Thursday, October 13, 2005

Upping The Ante

ABOLISH THE SENATE!

SPEAKING before a meeting of the Philippine Chamber of Commerce this morning, President Gloria Macapagal Arroyo has dramatically escalated the vicious confrontation between the Palace and the Senate by making such a pointed and provocative suggestion. Claiming that its ongoing investigations into a plethora issues, from the Venable contract to Northrail, are part of a calculated plot to destabilize her government, the President emphatically shut the door on the offer of dialogue and instead threw down the gauntlet.

Speaking with unusual umbrage towards the Senate for continuing to detain the hapless National Security Adviser, Norberto Gonzales, the President emphatically rejected calls for the repeal, or even clarification of Executive Order 464. The order gags members of the government and forbids testimonies before Congress without prior Palace approval. Then she rubbed their faces in it by calling for the outright abolition of the Senate in a revised Constitution with a unicameral Parliament.

Considering that it is budget time and the President is trying to get trillion peso slab of pork for her Congress of Trapos, the logic behind Executive Order 464 escapes me. How in the world can Congress get on with passing the budget if government officials that must explain and justify their allocations before Congress cannot or will not attend its hearing and deliberations.

This is becoming painfully obvious as House and Senate postpone hearing after hearing as many department heads are naturally reluctant to attend, and even when they do, they are studiously reticent. This at least is the prevailing situation as related by Senator Rodolfo Biazon.

So though Executive Order 464 is a mean ole lady slouching toward the Absalom of martial law, I think she's just pissing into the wind. Unless of course she and Jose de Venecia actually want a simple re-enactment of the budget as they did last year.

Exec. Order 464 was a knee jerk reaction to what happened to the National Security Adviser, Norberto Gonzales, whom the Supreme Court has left in Senate custody under charge of criminal contempt, though he is still confined at the Philippine Heart Center. No doubt suffering the slings and arrows of being a fall guy for his boss' fecklessness.

In the wake of the Leonardo Aragoncillo spy scandal in the US, Sec. Gonzales last night tried to give the Venable contract some vague connection to national security. He was mumbo-jumboing something to Ces Drilon about how the contract was actually for finding out about opposition activities in the US. Funny, the Venable contract being investigated by the Senate explicitly and directly describes work to lobby for Charter Change or Chacha initiative.

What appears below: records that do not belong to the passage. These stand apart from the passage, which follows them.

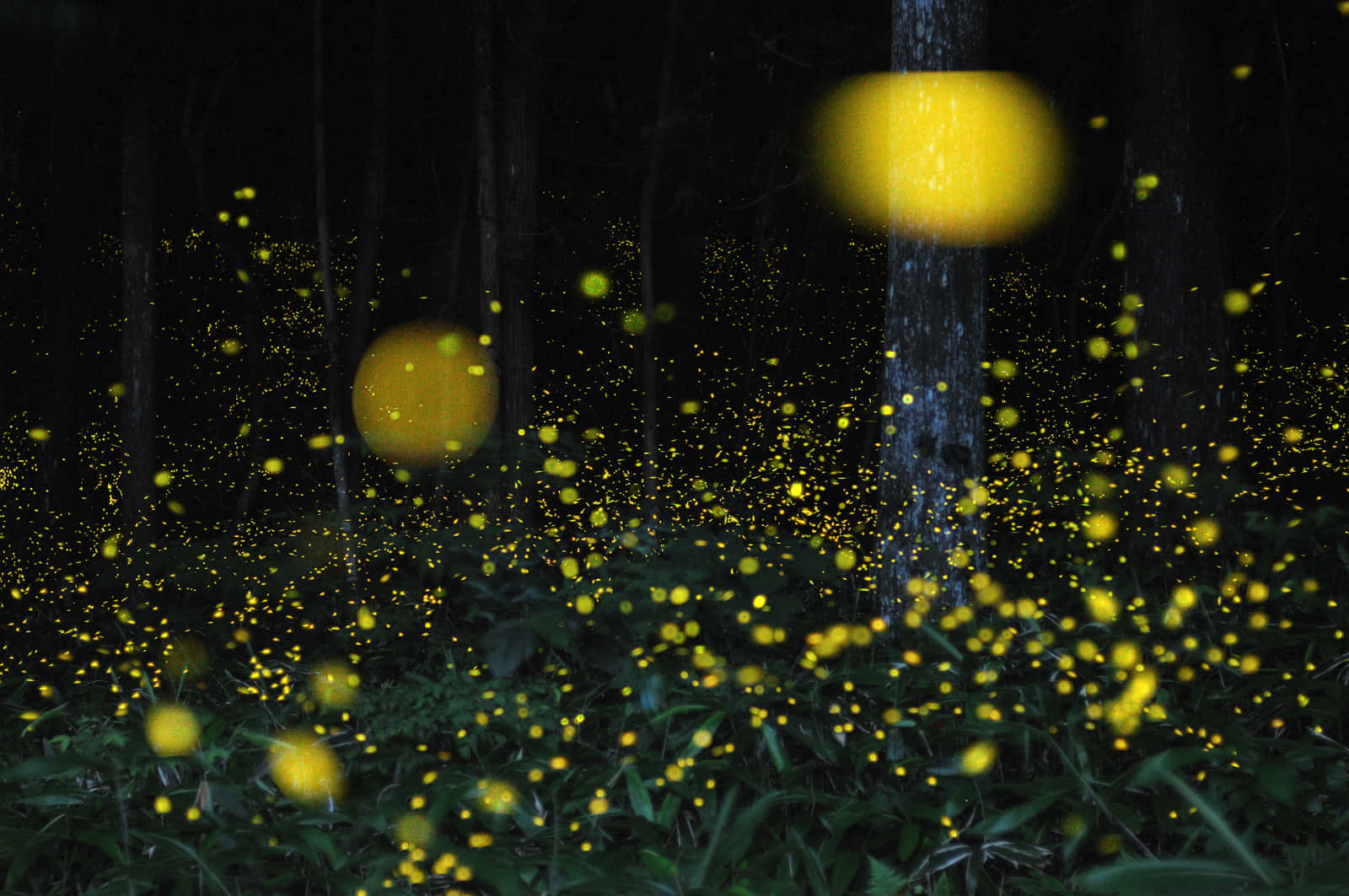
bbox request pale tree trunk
[121,69,157,544]
[637,0,679,526]
[313,0,360,599]
[875,0,987,622]
[497,0,545,525]
[180,59,265,519]
[1121,0,1239,472]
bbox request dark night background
[0,0,1349,566]
[0,0,1349,896]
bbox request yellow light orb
[814,72,1068,245]
[146,703,201,756]
[271,732,346,806]
[312,660,360,710]
[351,321,497,467]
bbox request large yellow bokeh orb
[146,703,201,756]
[270,732,347,806]
[351,321,497,467]
[811,72,1068,245]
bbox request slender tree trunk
[1121,0,1237,472]
[313,0,360,599]
[637,0,679,526]
[41,32,81,514]
[121,69,157,544]
[180,61,265,519]
[875,0,987,622]
[474,0,504,512]
[347,0,389,379]
[497,0,545,525]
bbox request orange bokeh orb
[812,72,1070,245]
[351,321,497,467]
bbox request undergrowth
[0,451,1349,896]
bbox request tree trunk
[497,0,545,525]
[313,0,360,598]
[41,32,83,516]
[474,0,503,512]
[875,0,987,622]
[121,69,157,544]
[1121,0,1237,463]
[180,61,265,519]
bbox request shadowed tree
[495,0,546,525]
[310,0,360,598]
[347,0,389,382]
[121,65,155,544]
[40,31,83,514]
[875,0,987,620]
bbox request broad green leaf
[623,765,656,822]
[1072,858,1256,896]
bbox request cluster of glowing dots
[351,321,497,467]
[812,72,1068,245]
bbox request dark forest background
[0,0,1349,593]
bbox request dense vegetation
[0,194,1349,896]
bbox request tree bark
[40,34,81,516]
[121,67,157,544]
[875,0,987,624]
[637,0,679,526]
[497,0,546,525]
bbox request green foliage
[0,480,1349,896]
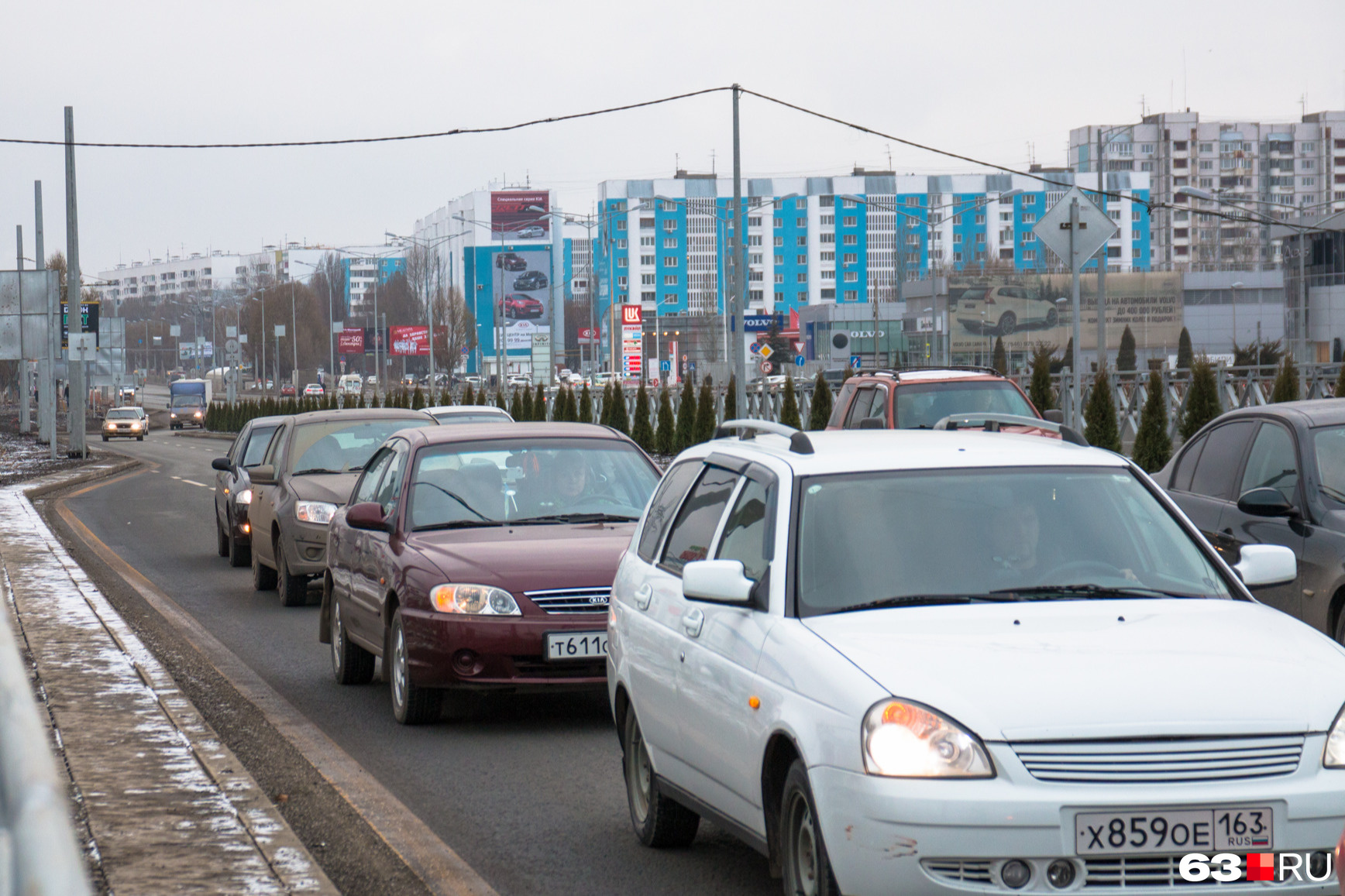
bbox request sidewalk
[0,463,336,894]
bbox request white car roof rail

It is this kind of bald-faced disingenuousness that has alienated even such a stalwart ally of the President as Senator Joker Arroyo. The head prosecutor of Erap Estrada in the impeachment trial of 2001, was in the Supreme Court the other day, defending the Senate's arrest and continued detention of NSA Gonzales.

Joker's argument was quintessentially Joker, as in, succinct and crafty. He said the contempt citation and arrest was not for refusing to answer questions on the ground of executive privilege, which the Senate respects, he said. It was, Joker averred, for intentionally giving inconsistent answers whose sole purpose was to mislead the Senate.

She's cruisin for a bruisin, but it is the public that is bound to suffer the most from the gridlock that has been conjured up by a monstrous clash of egos, principles and agendas.

1 comment:

Deany Bocobo said...

A Warm Welcome Traveler!

This is the first full day of this resurrected blog. Welcome back folks!